Internasional

Paramiliter Sudan mengumumkan pemerintahan paralel, krisis negara yang semakin dalam

Kairo – Kelompok paramiliter terkenal dan sekutunya Sudan mengatakan mereka membentuk pemerintahan paralel di daerah -daerah di bawah kendali kelompok, yang terletak terutama di wilayah barat Darfur di mana tuduhan kejahatan perang dan kejahatan terhadap kemanusiaan sedang diselidiki.

Langkah itu, yang diumumkan pada hari Sabtu, kemungkinan akan memperdalam krisis di Sudan, yang terjun ke dalam kekacauan ketika ketegangan antara militer negara itu dan pasukan pendukung cepat paramiliter, atau RSF, meledak menjadi Berjuang di April 2023 Di ibukota, Khartoum dan di tempat lain di negara ini.

Aliansi TASIS yang dipimpin RSF menunjuk Jenderal Mohamed Hamdan Dagalo, komandan kelompok paramiliter, sebagai kepala Dewan Sovereign dalam pemerintahan baru. Dewan 15-anggota berfungsi sebagai kepala negara.

RSF tumbuh dari milisi Janjaweed yang terkenal kejam, memobilisasi dua dekade lalu oleh Presiden Omar al-Bashir yang saat itu menentang populasi yang diidentifikasi sebagai Afrika Tengah atau Timur di Darfur.

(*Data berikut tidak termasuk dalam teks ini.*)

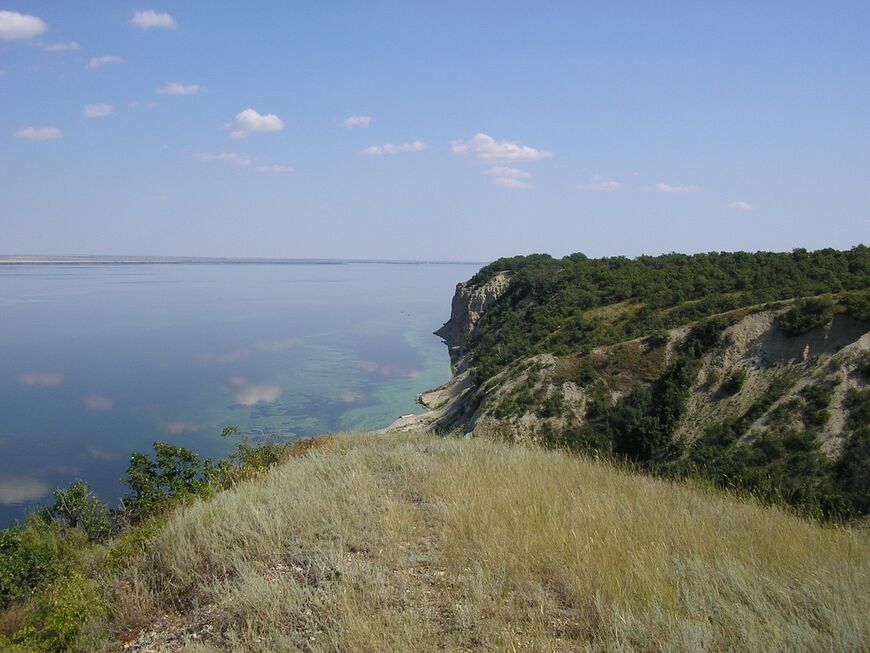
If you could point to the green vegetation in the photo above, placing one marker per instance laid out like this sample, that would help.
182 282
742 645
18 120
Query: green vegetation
734 381
606 320
53 568
416 543
807 314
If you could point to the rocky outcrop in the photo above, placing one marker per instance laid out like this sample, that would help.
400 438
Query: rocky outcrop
469 303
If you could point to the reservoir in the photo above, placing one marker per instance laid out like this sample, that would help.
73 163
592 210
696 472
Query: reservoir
99 361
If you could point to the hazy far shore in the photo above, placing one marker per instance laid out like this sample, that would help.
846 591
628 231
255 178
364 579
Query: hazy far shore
165 260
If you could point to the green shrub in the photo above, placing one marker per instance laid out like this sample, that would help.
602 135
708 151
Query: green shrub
174 474
734 381
806 315
30 556
78 507
61 613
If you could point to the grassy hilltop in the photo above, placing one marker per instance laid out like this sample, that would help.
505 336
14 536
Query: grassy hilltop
412 542
651 384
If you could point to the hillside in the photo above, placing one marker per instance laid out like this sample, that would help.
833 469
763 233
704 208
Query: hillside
750 370
416 543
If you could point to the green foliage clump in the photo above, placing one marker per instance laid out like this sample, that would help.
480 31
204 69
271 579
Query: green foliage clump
550 304
806 315
853 465
29 556
78 507
60 615
174 474
734 381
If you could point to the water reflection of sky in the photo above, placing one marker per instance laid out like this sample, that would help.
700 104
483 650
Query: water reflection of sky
100 361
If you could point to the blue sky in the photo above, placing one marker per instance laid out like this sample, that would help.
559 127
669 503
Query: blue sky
494 128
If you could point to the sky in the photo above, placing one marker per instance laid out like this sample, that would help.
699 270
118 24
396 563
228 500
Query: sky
432 130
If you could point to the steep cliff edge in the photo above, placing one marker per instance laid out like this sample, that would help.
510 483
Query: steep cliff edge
686 371
469 302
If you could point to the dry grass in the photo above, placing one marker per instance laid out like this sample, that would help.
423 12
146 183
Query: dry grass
413 543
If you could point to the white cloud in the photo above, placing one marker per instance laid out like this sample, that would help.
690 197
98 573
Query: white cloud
484 147
667 188
275 167
598 184
41 379
97 110
21 489
20 26
177 88
39 134
509 182
249 121
248 394
148 19
357 121
97 62
61 46
389 148
507 177
228 157
98 403
503 171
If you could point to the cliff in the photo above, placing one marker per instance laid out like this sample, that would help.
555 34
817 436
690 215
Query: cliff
468 305
771 397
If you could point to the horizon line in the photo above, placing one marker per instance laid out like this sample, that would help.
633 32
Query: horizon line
108 259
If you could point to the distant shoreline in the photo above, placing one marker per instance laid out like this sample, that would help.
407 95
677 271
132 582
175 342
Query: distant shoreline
188 260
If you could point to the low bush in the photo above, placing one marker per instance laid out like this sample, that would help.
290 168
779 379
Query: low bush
806 315
734 381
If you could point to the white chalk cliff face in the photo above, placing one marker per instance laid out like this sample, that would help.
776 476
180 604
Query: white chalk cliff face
469 303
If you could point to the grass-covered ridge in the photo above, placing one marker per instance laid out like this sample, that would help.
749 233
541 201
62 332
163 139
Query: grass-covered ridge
416 543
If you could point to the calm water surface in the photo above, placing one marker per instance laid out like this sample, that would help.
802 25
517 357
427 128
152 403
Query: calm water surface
99 361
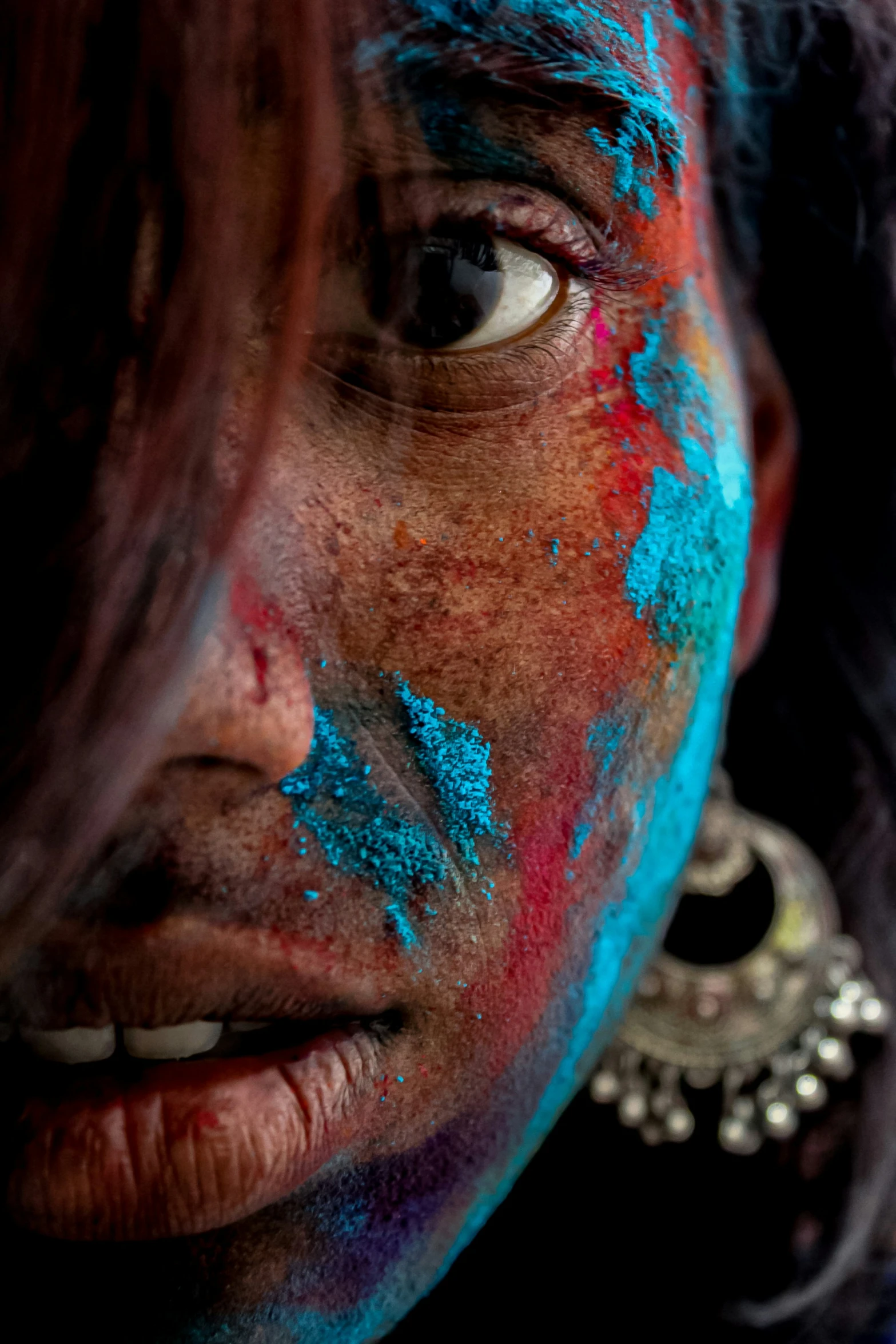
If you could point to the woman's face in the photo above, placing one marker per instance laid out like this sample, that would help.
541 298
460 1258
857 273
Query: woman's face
449 737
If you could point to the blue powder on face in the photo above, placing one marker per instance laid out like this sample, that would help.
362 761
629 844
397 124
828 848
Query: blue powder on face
687 566
359 830
455 758
572 43
364 834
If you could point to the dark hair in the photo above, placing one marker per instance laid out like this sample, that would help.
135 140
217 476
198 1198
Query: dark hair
806 172
121 280
122 271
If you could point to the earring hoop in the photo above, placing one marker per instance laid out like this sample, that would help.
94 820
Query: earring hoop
770 1026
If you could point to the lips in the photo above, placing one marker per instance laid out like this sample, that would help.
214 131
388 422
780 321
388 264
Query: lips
131 1151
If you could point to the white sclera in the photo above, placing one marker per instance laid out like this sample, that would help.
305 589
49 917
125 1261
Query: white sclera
531 284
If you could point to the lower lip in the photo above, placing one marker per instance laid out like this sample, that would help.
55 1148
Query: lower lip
191 1147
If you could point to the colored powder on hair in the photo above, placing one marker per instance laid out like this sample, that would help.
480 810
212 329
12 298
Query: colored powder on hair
687 566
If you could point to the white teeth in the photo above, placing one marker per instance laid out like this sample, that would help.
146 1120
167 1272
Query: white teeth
190 1038
74 1046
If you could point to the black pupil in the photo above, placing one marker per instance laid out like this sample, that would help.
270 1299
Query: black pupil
440 288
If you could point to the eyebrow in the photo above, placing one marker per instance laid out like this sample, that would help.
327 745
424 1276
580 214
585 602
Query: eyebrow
551 49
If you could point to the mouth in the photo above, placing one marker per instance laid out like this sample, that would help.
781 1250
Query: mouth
143 1111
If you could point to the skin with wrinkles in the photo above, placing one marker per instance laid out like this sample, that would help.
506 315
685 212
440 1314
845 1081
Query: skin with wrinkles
448 742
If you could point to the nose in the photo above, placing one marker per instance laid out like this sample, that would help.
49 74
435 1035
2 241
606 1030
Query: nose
249 701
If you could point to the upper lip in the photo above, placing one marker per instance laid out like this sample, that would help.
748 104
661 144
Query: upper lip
183 969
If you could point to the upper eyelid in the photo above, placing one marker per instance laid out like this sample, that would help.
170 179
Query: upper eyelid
586 256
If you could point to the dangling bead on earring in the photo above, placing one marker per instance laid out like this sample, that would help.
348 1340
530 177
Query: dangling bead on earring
770 1026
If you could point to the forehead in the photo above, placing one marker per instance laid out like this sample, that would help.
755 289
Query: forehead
612 53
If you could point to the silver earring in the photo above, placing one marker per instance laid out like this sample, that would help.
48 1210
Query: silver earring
771 1026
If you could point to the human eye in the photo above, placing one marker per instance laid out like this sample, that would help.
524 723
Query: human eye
457 296
461 288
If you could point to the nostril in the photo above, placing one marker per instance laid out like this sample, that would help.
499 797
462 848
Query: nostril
249 707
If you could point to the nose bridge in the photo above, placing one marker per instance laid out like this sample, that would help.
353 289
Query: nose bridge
249 699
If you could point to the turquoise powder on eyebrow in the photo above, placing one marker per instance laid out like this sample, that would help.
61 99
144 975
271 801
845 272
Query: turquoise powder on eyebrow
455 758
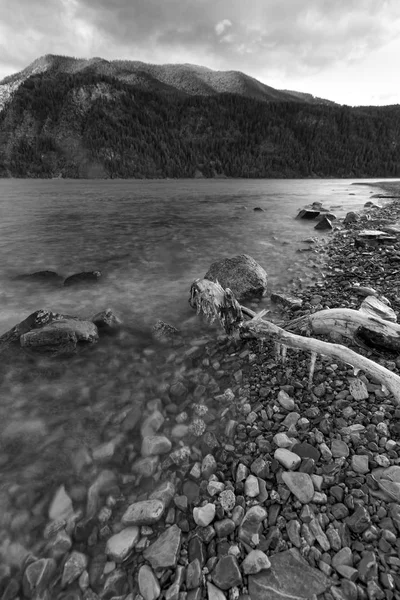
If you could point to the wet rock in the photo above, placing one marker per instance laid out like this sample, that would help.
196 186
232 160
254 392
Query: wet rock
148 583
290 577
120 545
37 576
83 278
300 484
74 567
163 553
204 515
153 445
226 573
287 459
255 562
146 512
241 274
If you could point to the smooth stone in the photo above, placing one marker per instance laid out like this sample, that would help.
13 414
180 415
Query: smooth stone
146 512
121 544
204 515
148 583
154 445
164 552
226 573
289 578
255 562
300 484
287 459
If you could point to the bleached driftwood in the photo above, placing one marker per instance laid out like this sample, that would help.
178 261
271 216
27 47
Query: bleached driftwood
210 299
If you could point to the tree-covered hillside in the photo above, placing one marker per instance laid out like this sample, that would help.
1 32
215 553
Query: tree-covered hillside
89 125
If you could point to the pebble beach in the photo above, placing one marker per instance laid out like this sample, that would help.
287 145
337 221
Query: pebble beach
236 479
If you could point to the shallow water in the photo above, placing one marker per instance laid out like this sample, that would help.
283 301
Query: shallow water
150 239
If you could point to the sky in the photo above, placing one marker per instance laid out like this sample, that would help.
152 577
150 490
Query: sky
343 50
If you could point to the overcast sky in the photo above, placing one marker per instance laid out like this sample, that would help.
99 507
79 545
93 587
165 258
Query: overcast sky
344 50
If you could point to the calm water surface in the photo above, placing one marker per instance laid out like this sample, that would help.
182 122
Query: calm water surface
150 239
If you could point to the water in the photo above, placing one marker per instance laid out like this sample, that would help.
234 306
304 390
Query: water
150 239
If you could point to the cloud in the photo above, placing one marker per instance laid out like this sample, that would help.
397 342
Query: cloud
270 39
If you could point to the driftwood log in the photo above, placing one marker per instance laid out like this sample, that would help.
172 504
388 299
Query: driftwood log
210 299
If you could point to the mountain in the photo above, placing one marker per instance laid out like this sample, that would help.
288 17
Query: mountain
184 79
71 118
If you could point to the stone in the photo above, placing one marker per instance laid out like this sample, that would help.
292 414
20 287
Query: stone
251 486
155 444
359 463
241 274
226 573
61 506
255 562
339 449
287 459
163 553
300 484
120 545
74 567
146 512
82 278
204 515
37 576
359 521
148 583
286 401
289 578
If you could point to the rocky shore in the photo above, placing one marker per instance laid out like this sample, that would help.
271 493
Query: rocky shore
237 481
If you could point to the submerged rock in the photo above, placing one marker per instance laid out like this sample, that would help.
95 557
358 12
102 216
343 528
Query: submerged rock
241 274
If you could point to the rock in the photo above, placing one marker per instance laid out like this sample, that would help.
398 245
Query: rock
286 401
120 545
63 336
61 506
106 321
324 224
287 459
204 515
154 445
359 463
82 278
226 573
146 512
300 484
359 521
250 526
241 274
149 587
37 576
289 578
73 568
255 562
163 553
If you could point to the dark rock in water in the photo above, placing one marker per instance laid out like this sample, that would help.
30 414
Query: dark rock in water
305 213
82 278
63 337
163 332
107 321
41 276
241 274
324 224
289 578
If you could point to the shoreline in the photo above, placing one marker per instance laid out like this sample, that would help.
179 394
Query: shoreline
242 472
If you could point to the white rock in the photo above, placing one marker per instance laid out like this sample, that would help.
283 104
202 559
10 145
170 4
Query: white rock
287 459
121 544
204 515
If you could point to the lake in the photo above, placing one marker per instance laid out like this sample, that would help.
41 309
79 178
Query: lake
149 239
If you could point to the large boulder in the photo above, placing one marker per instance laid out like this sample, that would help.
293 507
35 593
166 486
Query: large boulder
45 332
241 274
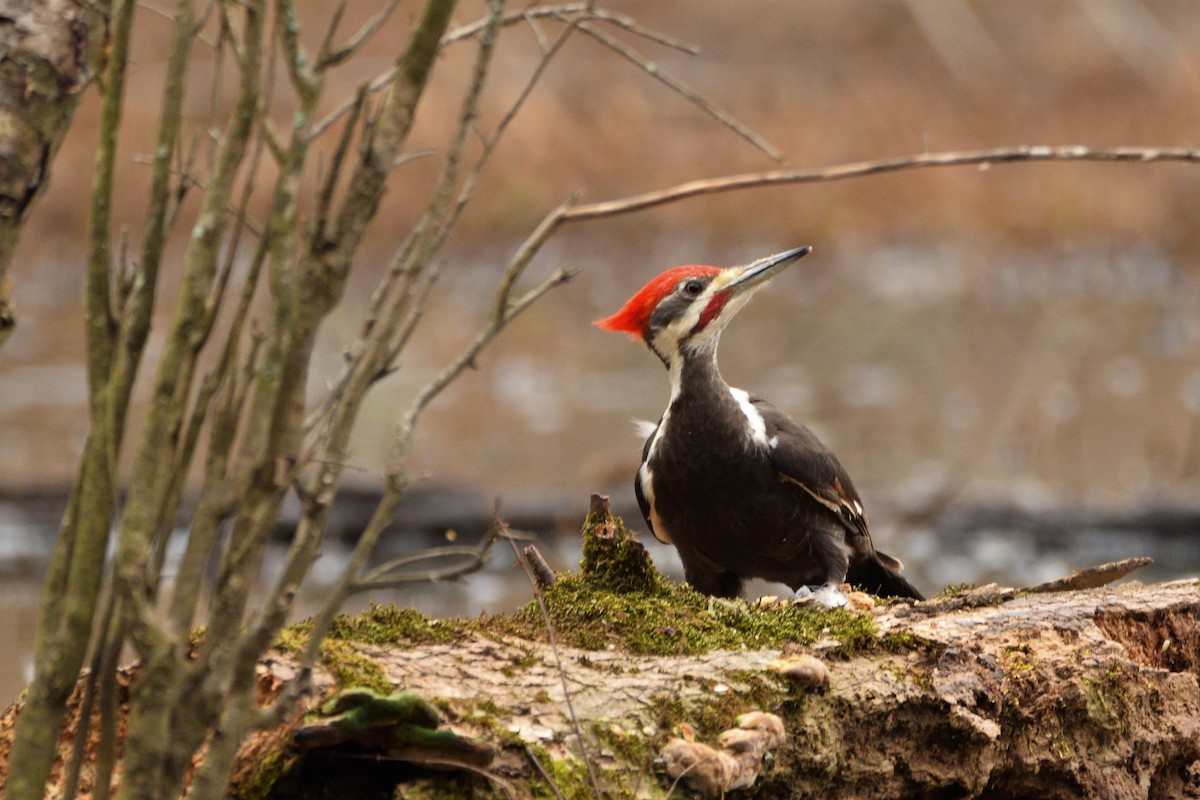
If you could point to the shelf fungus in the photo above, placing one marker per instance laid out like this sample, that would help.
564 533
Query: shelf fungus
802 669
736 762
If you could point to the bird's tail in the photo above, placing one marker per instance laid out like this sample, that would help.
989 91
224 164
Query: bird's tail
880 575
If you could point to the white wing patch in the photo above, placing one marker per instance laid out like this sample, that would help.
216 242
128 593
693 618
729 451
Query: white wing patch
647 481
643 428
757 425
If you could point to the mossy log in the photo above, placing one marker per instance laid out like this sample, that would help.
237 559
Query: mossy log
987 692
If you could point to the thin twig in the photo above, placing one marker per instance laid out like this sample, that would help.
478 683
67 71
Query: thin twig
955 158
684 90
562 673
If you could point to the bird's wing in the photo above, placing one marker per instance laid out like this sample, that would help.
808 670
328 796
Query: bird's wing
802 459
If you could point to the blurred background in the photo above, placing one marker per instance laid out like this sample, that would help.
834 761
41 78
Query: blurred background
1007 360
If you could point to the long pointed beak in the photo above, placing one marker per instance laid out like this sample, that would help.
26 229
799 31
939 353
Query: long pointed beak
765 269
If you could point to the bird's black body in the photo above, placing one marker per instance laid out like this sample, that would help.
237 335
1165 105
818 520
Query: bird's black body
739 488
738 505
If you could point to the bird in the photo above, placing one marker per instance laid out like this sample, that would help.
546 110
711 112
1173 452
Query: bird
737 486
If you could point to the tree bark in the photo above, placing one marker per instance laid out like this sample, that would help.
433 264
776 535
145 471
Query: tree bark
1055 695
47 50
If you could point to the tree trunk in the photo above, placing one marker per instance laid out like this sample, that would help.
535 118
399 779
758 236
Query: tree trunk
47 48
984 693
1063 695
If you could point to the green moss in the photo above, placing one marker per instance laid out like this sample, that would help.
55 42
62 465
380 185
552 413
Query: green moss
381 625
568 779
352 668
675 619
613 560
263 774
630 749
1105 698
390 624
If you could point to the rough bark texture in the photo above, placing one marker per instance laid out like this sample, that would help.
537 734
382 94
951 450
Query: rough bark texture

Janjaweed dituduh melakukan pembunuhan massal, pemerkosaan dan kekejaman lainnya.

Dalam perang saat ini, RSF telah dituduh melakukan banyak kekejaman. Pemerintahan Biden menampar Dagalo dengan sanksi, dengan mengatakan RSF dan proxynya melakukan genosida. RSF telah membantah melakukan genosida.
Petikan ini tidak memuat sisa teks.